Dans cette expérience, un panel de personnes participe à ce qui est présenté comme une « expérience scientifique légitime ». le « jeu » consiste, pour des personnes faussement placées dans le rôle de moniteurs, guidés par les ordres d'expérimentateurs pseudo-scientifiques, à infliger –du moins c'est ce qu'on leur fait croire- des douleurs de plus en plus intolérables à des élèves, en réalité complices de l'expérience. L'objectif est de pousser toujours plus loin le confit entre la conscience personnelle et la soumission à l'aurorité, le participant se trouvant confronté d'une part aux ordres de l'autorité, d'autre part aux plaintes -fictives- du faux-élève puni.
Les résultats s'avèrent inattendus et inquiétants : la plupart des personnes continent d'administrer la douleur supposée jusqu'à un degré insupportable. Grace à « une restructuration soigneusement calculée de l'information et de l‘environnement social », il s'avère possible de neutraliser les principes moraux de la personne, non que cela la transforme en sadique, mais par soumission à l'autorité : déresponsabilisé, il agit en agent, soucieux d'agir le plus conformément possible à l'objectif assigné.
La suite de l'expérience consiste à varier les facteurs extérieurs, afin d'affiner la connaissance de leur lien avec la soumission. Il s'avère que la proximité de la victime accroit la rébellion, l'assimilation psychologique à un groupe jouant en faveur de la « victime ». de même, éloigner l'expérimentateur-autorité réduit l'obéissance, le participant s'autorisant alors à tricher, ce qui constitue une variante de la rébellion ouverte. de même, toute ambiguïté dans le détenteur d'autorité brouille la cohérence du système de soumission brèche dans laquelle engouffre alors l'indiidu.
Les processus d'adaptation adoptés par les personnes pour justifier leur acte de soumission sont variés, mais beaucoup se laissent absorber par les aspects techniques de leur action, se positionnant alors comme simples rouages ; ce qui leur permet de nier toute responsabilité. Milgram s'appuie sur ces constats pour dénoncer dans la division du travail des sociétés modernes l'un des éléments expliquant la perte de vue d'ensemble par l'individu.
Outre la puissance de l'autorité, intrinsèquement contenue dans son caractère institutionnel, une autre « force » vient rivaliser avec elle pour annihiler le libre-arbitre : le conformisme lié à la formation d'un groupe… à tel point que la force du groupe peut finalement s'imposer, aux dépens de l'autorité, sans pour autant qu'on puisse parler d'un rétablissement du libre-arbitre.

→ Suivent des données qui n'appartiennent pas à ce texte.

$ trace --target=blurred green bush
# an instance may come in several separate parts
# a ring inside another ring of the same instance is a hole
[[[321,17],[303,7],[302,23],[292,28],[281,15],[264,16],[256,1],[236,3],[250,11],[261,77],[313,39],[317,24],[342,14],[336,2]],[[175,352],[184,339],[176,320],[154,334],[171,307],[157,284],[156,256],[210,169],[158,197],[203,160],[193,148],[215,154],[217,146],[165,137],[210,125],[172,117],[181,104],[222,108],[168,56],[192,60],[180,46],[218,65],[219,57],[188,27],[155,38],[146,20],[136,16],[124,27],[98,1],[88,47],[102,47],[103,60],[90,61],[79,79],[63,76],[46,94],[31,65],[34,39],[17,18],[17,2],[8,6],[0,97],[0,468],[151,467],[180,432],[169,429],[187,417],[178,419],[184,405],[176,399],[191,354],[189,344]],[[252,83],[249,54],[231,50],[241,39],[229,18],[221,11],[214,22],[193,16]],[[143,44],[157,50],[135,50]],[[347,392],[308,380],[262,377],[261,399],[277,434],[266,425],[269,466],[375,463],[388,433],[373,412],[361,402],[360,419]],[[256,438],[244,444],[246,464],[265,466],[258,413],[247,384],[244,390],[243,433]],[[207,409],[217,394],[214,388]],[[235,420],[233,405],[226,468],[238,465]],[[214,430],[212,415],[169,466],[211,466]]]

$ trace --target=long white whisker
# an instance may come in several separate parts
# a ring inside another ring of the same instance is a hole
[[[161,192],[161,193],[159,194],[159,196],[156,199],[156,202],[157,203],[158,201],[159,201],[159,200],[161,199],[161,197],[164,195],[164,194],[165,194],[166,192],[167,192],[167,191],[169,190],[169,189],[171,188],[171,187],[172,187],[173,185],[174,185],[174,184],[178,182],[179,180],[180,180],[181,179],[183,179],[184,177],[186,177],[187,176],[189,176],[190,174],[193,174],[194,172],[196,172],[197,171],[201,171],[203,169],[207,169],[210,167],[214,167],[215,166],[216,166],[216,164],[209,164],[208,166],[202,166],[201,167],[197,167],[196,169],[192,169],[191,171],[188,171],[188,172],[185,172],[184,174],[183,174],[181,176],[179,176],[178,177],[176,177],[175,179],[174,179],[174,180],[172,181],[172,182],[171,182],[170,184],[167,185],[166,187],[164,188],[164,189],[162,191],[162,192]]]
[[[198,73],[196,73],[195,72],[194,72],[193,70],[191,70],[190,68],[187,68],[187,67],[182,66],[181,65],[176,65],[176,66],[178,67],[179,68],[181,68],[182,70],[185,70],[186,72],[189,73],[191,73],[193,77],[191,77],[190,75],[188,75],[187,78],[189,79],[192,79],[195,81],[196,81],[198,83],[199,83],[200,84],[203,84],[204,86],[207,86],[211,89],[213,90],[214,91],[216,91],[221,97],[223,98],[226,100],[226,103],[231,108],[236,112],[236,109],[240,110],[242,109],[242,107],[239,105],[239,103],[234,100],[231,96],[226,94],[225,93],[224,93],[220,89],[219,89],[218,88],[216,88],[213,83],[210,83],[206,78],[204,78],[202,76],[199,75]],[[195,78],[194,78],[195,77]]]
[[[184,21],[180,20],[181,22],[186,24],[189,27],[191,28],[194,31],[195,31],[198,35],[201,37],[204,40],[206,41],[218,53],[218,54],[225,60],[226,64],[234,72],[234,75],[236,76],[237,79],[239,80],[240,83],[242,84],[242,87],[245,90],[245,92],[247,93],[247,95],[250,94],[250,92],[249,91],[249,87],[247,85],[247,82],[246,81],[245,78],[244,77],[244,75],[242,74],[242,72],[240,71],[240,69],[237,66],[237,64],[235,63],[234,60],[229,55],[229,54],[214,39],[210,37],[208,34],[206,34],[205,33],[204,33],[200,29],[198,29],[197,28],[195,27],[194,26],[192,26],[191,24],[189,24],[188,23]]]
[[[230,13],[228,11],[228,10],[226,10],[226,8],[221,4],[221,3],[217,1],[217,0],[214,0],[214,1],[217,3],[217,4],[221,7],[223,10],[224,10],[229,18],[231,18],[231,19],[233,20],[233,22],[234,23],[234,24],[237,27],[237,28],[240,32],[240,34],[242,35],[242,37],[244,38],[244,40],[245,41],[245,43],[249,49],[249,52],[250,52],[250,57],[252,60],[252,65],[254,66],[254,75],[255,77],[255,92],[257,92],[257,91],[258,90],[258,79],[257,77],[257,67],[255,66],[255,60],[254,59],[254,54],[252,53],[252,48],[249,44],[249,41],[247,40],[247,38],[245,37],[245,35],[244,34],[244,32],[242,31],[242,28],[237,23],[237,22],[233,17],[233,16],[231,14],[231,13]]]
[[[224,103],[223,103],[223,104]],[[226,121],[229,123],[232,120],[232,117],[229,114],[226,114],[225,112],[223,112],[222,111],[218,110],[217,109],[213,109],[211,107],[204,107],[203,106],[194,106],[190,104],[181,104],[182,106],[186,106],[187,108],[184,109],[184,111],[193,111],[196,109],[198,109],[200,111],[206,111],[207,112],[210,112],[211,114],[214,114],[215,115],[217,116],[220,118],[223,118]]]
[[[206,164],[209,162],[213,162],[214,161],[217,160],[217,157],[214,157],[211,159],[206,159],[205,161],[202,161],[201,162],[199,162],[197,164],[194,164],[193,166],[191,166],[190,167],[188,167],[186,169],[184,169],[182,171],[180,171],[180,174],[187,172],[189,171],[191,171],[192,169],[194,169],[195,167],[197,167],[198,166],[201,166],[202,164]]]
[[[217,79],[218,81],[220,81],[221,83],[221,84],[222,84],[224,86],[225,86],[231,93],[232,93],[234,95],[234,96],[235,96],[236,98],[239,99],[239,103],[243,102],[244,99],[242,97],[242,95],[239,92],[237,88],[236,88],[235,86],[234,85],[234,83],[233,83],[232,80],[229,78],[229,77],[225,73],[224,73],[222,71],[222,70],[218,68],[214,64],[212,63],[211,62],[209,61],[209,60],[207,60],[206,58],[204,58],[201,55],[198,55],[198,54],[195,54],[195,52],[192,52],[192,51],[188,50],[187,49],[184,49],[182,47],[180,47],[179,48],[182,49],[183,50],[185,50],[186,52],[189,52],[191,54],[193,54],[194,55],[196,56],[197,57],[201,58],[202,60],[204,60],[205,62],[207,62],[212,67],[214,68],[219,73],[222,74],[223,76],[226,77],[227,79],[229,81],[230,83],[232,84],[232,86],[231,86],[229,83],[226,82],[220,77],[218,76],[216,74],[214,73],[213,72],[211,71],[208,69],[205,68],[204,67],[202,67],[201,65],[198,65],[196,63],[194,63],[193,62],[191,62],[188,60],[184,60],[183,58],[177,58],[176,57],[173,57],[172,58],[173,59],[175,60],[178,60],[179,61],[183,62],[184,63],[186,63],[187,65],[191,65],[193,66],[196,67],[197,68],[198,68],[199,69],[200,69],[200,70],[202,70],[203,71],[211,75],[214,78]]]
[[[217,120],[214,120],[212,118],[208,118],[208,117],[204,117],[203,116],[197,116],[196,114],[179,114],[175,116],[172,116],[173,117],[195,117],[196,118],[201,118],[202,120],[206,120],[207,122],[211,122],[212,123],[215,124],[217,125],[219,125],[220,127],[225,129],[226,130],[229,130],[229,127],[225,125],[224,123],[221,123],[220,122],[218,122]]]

Cette expérience peut sembler choquante, et rappelle de sombres souvenirs historiques, mais Milgram vise justement à détruire cette confiance a priori qu'a chacun d'agir suivant son moi profond plutôt qu'en réaction à un environnement donné. Tenté d'exhorter l'individu à faire acte de conscience et abolir l'obéissance aveugle -aisément construite par l'autorité-, Milgram n'oublie pas cependant que cette obéissance à la hiérarchie ou/et au groupe est un facteur de survie de l'être humain dans la structure sociale qui le protège. Par suite, la conscience individuelle elle-même l'a intériorisée, et produit souvent un sentiment de honte ou d'anxiété chez celui qui se révolte. Dès lors, assez pessimiste, Milgram estime finalement que le seul recours individuel « reste une attitude de scepticisme général et systématique vis à vis des critères que le pouvoir tente d'imposer ».
Un ouvrage vite lu qui, au-delà du premier choc, instruit, et invite chacun à une prise de recul salutaire...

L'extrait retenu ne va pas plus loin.